Yeah, I mean, obviously, it's true.
It's hard to believe it's been less than a year since Chet GPD sort of entered the lexicon.
I mean, it captured so many people's imaginations.
I have to admit, mine included.
It's just amazing to be able to play with that kind of technology.
And if you think about it, it feels like the progress there has been so rapid. And
the reason that's the case is because it's arisen out of our, there was a lot of ideas and
foundational research was in place. But then finally, when hardware systems based on silicon
became possible, they can process these massive data sets. that's really what's made the capability just moonshot.
So you could say that progress, in a sense, is written on the back of CMOS technology
scaling following Moore's Law for a long time, which is exponential in its own way.
Now, of course, there's also been progress on software and as well as new hardware architectures. You know, there's been this transition from use of general purpose CPUs to GPUs and now dedicated hardware accelerators for AI.
So all this progress on the hardware side now is just finally able to see it, the amazing things it can do.
Most recently, you know, connectivity has become the bottleneck, right?
Now that there's this massive compute capability
in the silicon available,
it's really feeding it enough data
that's limiting further progress in AI.
So the same way we saw AI-specific
compute architectures arise over time,
now we're starting to see
AI-specific networking architectures
be developed to just address
that massive demand there.
That's my way.
It's such a strategic technology area for AlphaWood.
Now, I want to get into that a little bit more.
When we look at AI supercomputers, the large supercomputers that cloud service providers
are building to train AI algorithms, they're lending a lot of their design from high-performance computing and
high-performance compute clusters.
You know, when we think about that, we think about Ethernet and InfiniBand.
Obviously, NVIDIA purchased Mellanox to drive InfiniBand as a key technology in this space.
AlphaWave obviously has an IP portfolio in here and you're an optical expert. So I wanted to ask you, what characterizes an AI connectivity solution and what are the key things that people are looking for there?
Yeah, so AI does have some unique connectivity requirements. interesting is that for a long time, AI and connectivity technologies used for AI were
piggybacking on all the significant amount of R&D that was going on to support networking
infrastructure for data centers, which has progressed on a pretty rapid cadence over the
last decade or so, data rates doubling every two to three years. And AI was just riding off that.

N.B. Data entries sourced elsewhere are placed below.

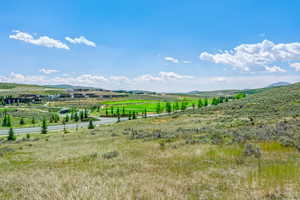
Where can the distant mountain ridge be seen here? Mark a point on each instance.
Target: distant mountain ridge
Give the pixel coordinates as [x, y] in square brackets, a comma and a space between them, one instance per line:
[278, 84]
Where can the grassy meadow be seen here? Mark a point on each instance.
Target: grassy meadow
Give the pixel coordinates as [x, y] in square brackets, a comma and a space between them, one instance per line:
[242, 149]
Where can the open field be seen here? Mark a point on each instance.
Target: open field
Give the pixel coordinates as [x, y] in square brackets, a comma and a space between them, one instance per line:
[13, 89]
[243, 149]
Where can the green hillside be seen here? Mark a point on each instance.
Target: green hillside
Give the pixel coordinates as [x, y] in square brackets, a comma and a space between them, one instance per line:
[16, 89]
[243, 149]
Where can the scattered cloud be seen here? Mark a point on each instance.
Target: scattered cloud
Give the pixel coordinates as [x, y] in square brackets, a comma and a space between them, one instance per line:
[44, 41]
[249, 57]
[171, 59]
[48, 71]
[81, 40]
[275, 69]
[296, 66]
[163, 81]
[262, 35]
[163, 76]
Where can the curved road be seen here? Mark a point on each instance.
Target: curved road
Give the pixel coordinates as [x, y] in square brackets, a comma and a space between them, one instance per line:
[102, 120]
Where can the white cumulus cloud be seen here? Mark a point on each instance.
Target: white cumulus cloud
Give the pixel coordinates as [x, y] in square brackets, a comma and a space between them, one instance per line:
[81, 40]
[250, 56]
[275, 69]
[296, 66]
[44, 41]
[171, 59]
[48, 71]
[163, 76]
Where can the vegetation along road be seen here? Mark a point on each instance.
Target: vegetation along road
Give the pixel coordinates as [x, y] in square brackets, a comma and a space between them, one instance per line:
[102, 120]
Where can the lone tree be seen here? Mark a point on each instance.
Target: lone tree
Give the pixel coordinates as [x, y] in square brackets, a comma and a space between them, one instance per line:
[22, 122]
[11, 135]
[200, 104]
[91, 125]
[158, 108]
[76, 117]
[44, 127]
[205, 102]
[86, 113]
[168, 107]
[133, 115]
[33, 120]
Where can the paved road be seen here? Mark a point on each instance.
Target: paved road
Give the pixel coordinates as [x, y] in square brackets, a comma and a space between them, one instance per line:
[102, 120]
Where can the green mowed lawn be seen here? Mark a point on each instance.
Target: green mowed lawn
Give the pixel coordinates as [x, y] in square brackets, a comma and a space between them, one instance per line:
[151, 106]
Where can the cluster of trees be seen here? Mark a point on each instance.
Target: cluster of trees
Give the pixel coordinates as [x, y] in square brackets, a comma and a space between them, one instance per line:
[6, 122]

But what we're seeing is that the demand
for connectivity in AI is increasing even faster than that now. And so AI is overtaking the data
center networking as the main driver behind the development of new connectivity technologies. So
we're going to see now AI be the leader in terms of driving investment in new connectivity
technologies and everything else we'll have to piggyback on it.

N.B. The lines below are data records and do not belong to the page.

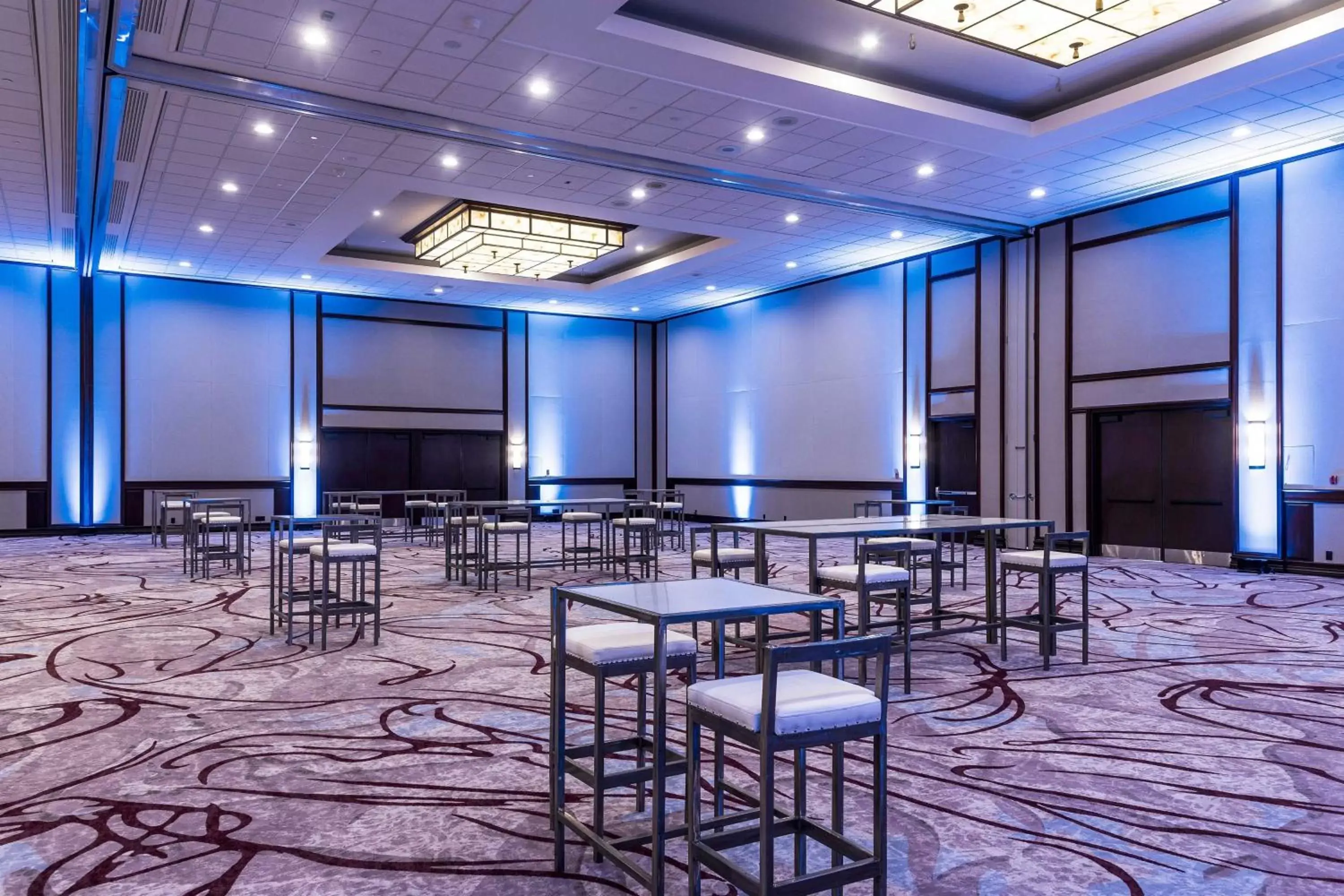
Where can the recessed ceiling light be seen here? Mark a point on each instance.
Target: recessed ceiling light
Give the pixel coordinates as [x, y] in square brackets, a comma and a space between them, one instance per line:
[314, 37]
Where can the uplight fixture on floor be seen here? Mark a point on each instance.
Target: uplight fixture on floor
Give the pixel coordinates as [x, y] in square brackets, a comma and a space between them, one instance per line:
[1257, 448]
[304, 454]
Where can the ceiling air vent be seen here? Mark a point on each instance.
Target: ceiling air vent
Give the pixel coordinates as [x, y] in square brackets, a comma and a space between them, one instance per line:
[135, 116]
[152, 17]
[117, 207]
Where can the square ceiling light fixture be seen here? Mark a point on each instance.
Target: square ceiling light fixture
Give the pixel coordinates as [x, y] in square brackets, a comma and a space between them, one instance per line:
[479, 238]
[1058, 33]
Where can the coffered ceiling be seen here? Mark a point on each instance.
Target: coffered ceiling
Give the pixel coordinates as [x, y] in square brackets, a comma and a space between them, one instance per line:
[785, 147]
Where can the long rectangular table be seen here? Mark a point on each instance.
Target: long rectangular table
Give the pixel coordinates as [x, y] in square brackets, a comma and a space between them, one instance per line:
[482, 507]
[936, 526]
[659, 605]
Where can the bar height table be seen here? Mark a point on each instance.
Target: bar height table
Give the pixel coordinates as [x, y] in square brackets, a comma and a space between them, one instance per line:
[660, 605]
[815, 531]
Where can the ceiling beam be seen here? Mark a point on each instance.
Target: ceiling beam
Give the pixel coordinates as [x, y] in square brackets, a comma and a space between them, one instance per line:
[312, 103]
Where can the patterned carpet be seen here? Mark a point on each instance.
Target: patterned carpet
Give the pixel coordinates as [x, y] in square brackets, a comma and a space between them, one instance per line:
[156, 739]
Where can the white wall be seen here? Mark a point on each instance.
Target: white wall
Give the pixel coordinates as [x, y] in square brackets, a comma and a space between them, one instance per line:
[803, 385]
[207, 382]
[23, 374]
[581, 397]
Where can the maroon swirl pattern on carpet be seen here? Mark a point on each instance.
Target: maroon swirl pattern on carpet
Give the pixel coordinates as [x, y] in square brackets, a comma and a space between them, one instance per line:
[156, 739]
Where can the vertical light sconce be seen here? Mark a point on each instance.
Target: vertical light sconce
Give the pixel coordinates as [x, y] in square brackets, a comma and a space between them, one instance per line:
[304, 454]
[1257, 447]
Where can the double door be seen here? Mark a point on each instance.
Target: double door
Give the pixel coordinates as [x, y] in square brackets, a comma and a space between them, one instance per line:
[1163, 484]
[404, 460]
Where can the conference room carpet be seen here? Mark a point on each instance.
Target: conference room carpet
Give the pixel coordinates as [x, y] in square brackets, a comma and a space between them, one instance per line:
[155, 738]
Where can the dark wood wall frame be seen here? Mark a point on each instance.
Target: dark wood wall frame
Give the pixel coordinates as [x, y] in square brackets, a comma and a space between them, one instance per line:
[1069, 374]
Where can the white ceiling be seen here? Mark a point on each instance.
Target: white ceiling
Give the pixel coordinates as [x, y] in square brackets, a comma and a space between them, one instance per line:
[636, 88]
[25, 218]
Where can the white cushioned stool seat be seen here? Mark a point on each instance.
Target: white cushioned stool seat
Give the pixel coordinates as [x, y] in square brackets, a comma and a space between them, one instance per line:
[917, 546]
[873, 573]
[621, 641]
[343, 550]
[510, 526]
[726, 555]
[806, 700]
[1037, 559]
[300, 543]
[218, 519]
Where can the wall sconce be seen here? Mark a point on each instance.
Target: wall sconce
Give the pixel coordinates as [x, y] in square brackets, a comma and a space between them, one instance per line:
[1257, 444]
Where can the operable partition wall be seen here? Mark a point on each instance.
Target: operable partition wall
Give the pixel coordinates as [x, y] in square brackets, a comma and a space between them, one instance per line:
[1163, 328]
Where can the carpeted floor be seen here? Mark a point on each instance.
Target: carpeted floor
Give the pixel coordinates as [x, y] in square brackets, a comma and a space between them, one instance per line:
[156, 739]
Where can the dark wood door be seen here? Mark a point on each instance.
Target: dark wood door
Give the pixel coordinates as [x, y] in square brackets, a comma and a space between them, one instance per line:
[402, 460]
[1198, 480]
[1129, 478]
[953, 460]
[1163, 478]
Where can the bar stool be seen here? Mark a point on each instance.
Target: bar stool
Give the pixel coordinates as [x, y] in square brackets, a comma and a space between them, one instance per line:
[164, 504]
[792, 711]
[671, 507]
[461, 531]
[1047, 564]
[222, 517]
[642, 520]
[570, 547]
[621, 650]
[517, 521]
[355, 546]
[285, 546]
[875, 583]
[420, 507]
[719, 559]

And the new technologies, the new features of connectivity that are required by AI is an emphasis on low latency.
And as well as going together with the fact that the types of mathematical operations and computations required for AI can be massively
parallelized. So we want to spread the training jobs over hundreds, thousands, tens of thousands,
even of processors and accelerators in parallel, and have them all be able to fetch memory from
each other over really low latency. So you get this combination of massive bandwidth requirement over really low latency and over longer physical distances because you've just got thousands of these things. everything from new types of error control coding and the physical layer all the way up to different
networking topologies flatter network architectures with higher rating switches so
that data can get from one processor to another by going through fewer hops and therefore lower
latency right it's driving all these innovations at all layers of the stack. When you describe that, you know, from my experience, it makes me think of high performance
compute clusters and the parallelism that is required there.
For those who work in general data center computing, how would you characterize the
difference between that data center connectivity for, you know, traditional load store applications
or, you know, bursty web applications and what you're talking about here for AI? that data center connectivity for traditional load store applications or
bursty web applications and what you're talking about here for AI.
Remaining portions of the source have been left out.